Question

If the length of the chord 2x+3y+k=0 of the circle \(x^2+y^2-2x+4y-11=0\) is \(2\sqrt{3}\), then the sum of all possible values of k is

• A. 26
• B. 8
• C. 13
• D. 4

Hint:

A chord, the radius to one of its endpoints, and the perpendicular from the center form a right-angled triangle. The hypotenuse is the radius (r), one leg is the perpendicular distance (d), and the other leg is half the chord length (L/2).
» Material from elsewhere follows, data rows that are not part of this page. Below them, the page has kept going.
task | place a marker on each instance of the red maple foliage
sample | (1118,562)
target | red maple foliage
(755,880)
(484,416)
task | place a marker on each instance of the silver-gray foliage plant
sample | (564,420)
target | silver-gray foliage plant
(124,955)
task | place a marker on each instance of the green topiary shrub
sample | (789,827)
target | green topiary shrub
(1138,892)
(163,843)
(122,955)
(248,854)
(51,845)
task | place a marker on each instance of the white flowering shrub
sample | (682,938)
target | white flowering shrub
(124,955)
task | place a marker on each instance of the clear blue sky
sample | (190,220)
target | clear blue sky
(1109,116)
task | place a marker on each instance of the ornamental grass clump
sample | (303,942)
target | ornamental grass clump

This gives the relation \(r^2 = d^2 + (L/2)^2\), which is fundamental for chord problems.

Answer 1

The Correct Option is B

Step 1: Find the center and radius of the given circle.
The equation is \(x^2+y^2-2x+4y-11=0\).
The center \(C\) is \((-g, -f) = (1, -2)\).
The radius \(r\) is \( \sqrt{g^2+f^2-c} = \sqrt{1^2 + (-2)^2 - (-11)} = \sqrt{1+4+11} = \sqrt{16} = 4 \).
Step 2: Use the formula for the length of a chord.
The length of the chord \(L\) is given by \( L = 2\sqrt{r^2 - d^2} \), where \(d\) is the perpendicular distance from the center to the chord.
We are given \(L = 2\sqrt{3}\).
\( 2\sqrt{3} = 2\sqrt{4^2 - d^2} \implies \sqrt{3} = \sqrt{16 - d^2} \).
Squaring both sides: \( 3 = 16 - d^2 \implies d^2 = 13 \implies d = \sqrt{13} \).
Step 3: Calculate the distance d and solve for k.
The distance from the center \((1, -2)\) to the line \(2x+3y+k=0\) is given by the formula:
\( d = \frac{|Ax_0 + By_0 + C|}{\sqrt{A^2+B^2}} = \frac{|2(1) + 3(-2) + k|}{\sqrt{2^2+3^2}} = \frac{|2-6+k|}{\sqrt{13}} = \frac{|k-4|}{\sqrt{13}} \).
We know \(d = \sqrt{13}\), so \( \frac{|k-4|}{\sqrt{13}} = \sqrt{13} \).
\( |k-4| = 13 \).
This gives two possible equations:
1) \( k-4 = 13 \implies k_1 = 17 \).
2) \( k-4 = -13 \implies k_2 = -9 \).
Step 4: Find the sum of the possible values of k.
Sum = \( k_1 + k_2 = 17 + (-9) = 8 \).